In recent years, Ultrasonography (US), X-ray Computed Tomography (CT), Magnetic Resonance Imaging (MRI), and Fluorodeoxyglucose Positron Emission Tomography combined with Computed Tomography (18F-FDG PET/CT) imaging have been used to diagnose possible polycystic liver co-infection. Ultrasound is the first choice of examination for polycystic liver, ultrasound can see multiple round or round-like homogeneous non-echoic areas, the cyst wall is clear and curved strong echogenicity; CT polycystic liver shows smooth border, sharp multiple round, round-like watery density foci, uniform density, CT value of 0-20 HU, the average of 14 HU, enhancement of scanning foci of non-enhancement, with the infection of polycystic liver can be accompanied by segregation and small fragments of components, similar to the wall of the capsule enhancement.

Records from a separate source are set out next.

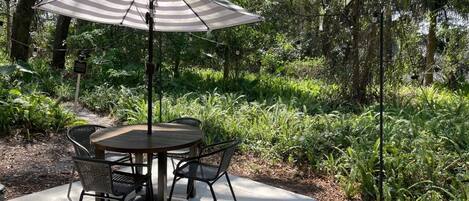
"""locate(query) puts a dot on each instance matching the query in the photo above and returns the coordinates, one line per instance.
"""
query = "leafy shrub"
(309, 68)
(426, 150)
(22, 107)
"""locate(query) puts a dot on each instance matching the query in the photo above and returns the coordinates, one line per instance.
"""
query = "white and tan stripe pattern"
(169, 15)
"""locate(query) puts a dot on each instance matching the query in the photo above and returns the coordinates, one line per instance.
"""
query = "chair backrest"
(223, 151)
(80, 138)
(94, 175)
(187, 121)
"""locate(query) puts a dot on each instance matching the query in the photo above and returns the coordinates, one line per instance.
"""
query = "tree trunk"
(388, 54)
(60, 46)
(177, 62)
(326, 43)
(366, 75)
(358, 92)
(227, 64)
(20, 30)
(8, 25)
(431, 48)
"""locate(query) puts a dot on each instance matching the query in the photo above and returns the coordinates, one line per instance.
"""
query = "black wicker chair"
(99, 176)
(183, 153)
(80, 138)
(196, 168)
(187, 121)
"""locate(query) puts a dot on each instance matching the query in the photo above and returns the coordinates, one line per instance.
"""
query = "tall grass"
(427, 140)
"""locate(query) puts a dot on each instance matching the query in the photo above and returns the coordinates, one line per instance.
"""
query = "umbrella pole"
(160, 92)
(381, 107)
(150, 67)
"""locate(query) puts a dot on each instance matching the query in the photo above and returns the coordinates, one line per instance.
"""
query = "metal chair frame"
(221, 171)
(82, 151)
(106, 195)
(186, 121)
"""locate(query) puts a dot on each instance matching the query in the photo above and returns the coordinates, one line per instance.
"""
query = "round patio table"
(134, 139)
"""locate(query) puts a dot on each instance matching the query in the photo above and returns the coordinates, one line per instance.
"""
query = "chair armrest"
(111, 163)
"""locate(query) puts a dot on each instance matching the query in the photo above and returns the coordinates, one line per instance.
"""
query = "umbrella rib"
(190, 7)
(126, 12)
(141, 16)
(43, 2)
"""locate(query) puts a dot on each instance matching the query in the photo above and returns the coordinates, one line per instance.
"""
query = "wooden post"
(2, 192)
(77, 90)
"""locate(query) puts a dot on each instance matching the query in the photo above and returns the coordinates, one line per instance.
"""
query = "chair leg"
(172, 162)
(172, 188)
(190, 189)
(81, 195)
(131, 162)
(150, 187)
(213, 192)
(70, 184)
(229, 184)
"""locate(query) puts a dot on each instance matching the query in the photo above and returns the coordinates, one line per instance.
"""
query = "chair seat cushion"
(124, 183)
(197, 171)
(180, 153)
(116, 156)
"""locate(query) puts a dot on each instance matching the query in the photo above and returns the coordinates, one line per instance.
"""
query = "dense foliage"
(302, 122)
(24, 107)
(299, 87)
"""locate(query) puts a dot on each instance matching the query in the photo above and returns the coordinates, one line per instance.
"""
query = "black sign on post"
(79, 67)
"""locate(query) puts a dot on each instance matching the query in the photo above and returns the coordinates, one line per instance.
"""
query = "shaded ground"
(27, 167)
(30, 167)
(287, 177)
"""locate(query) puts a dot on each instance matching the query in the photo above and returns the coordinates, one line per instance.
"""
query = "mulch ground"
(27, 167)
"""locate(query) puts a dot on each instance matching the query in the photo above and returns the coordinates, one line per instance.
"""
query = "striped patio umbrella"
(154, 15)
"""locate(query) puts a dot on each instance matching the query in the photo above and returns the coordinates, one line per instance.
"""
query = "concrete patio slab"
(245, 190)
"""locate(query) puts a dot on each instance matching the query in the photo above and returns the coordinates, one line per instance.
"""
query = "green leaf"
(15, 92)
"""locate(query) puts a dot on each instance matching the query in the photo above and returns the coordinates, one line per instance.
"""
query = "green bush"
(427, 144)
(23, 107)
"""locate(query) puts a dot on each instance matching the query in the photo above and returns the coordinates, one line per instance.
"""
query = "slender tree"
(60, 46)
(21, 26)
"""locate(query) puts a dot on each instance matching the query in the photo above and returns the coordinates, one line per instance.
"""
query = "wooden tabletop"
(134, 138)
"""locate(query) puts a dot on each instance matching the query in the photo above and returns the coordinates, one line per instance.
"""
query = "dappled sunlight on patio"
(245, 189)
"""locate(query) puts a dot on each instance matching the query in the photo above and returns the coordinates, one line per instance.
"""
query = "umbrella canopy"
(169, 15)
(154, 15)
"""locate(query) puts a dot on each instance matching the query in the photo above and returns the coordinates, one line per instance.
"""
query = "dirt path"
(27, 167)
(89, 116)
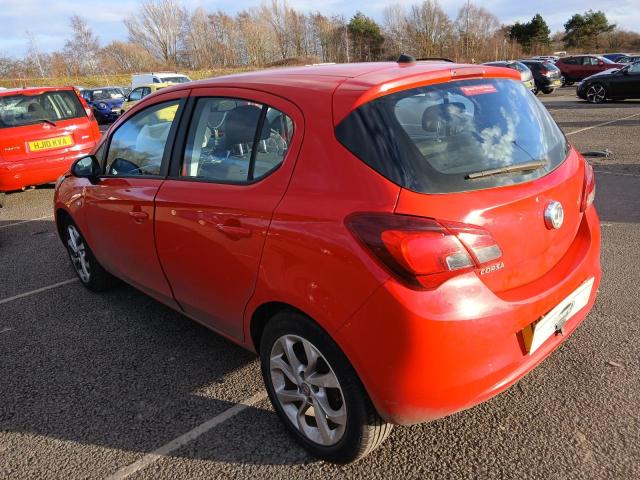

According to one study, about 40% of patients with liver cysts combined with infection have negative USG and CT results [8]. MRI scanning of polycystic liver has uniform signals, clear borders, low signals on T1WI, markedly high signals on T2WI, and high signals on heavy T2WI. Suwabe T [9] believes that the level of fluid-liquid in polycystic livers and thickening of the cystic wall in MRI are evidence of infection. Diffusion-Weighted Imaging (DWI) is now becoming a valuable MRI technique for the evaluation of renal and hepatic lesions. DWI expresses the rate of diffusion of water molecules between tissues in terms of Apparent Diffusion Coefficients (ADC), and a significant decrease in the ADC value is considered to indicate polycystic liver co-infection. However, the lack of an established ADC threshold for the indication of polycystic liver co-infection limits its use in clinical work [10,11]. 18F-FDG PET/CT is a new imaging technique that helps to identify renal and hepatic cystic infections based on the increased uptake of the radiolabeled glucose analog 18F-FDG by highly metabolically active and inflammatory cells and the absence of hepatic and renal toxicity of 18F-FDG, but due to the high cost and availability, it is not suitable for use in clinical work [11]. Which is not hepato-renal toxic, but is limited by high cost and limited availability.

This case is a middle-aged female patient with fever with abdominal pain and increased abdominal circumference as the main manifestations. Physical examination showed that the liver was 5 cm below the ribs, laboratory tests showed that inflammatory indexes were obviously elevated, GGT and ALP were mildly elevated, and the results of pathogenetic tests were negative, and the CT scan suggested polycystic liver. Although the cystic fluid specimen had not been obtained, the combination of the clinical manifestations, laboratory tests, and the results of the imaging tests could lead to the diagnosis of polycystic liver with cyst infection. It has been reported that the most common pathogen of polycystic liver co-infection is Escherichia coli, followed by Klebsiella spp, Enterobacter spp, and Pseudomonas aeruginosa [2]. However, recent studies have shown that Klebsiella spp. has surpassed Escherichia coli as the most predominant causative agent of polycystic liver co-infections [12]. The infection was controlled and clinical symptoms resolved after treatment with beta-lactams.

In summary, Polycystic liver combined with cystic infection is a serious complication, and the diagnosis can be made by combining clinical manifestations, laboratory tests and imaging findings. This complication should be diagnosed and treated early to prevent it from progressing to bacteremia, sepsis or even life-threatening.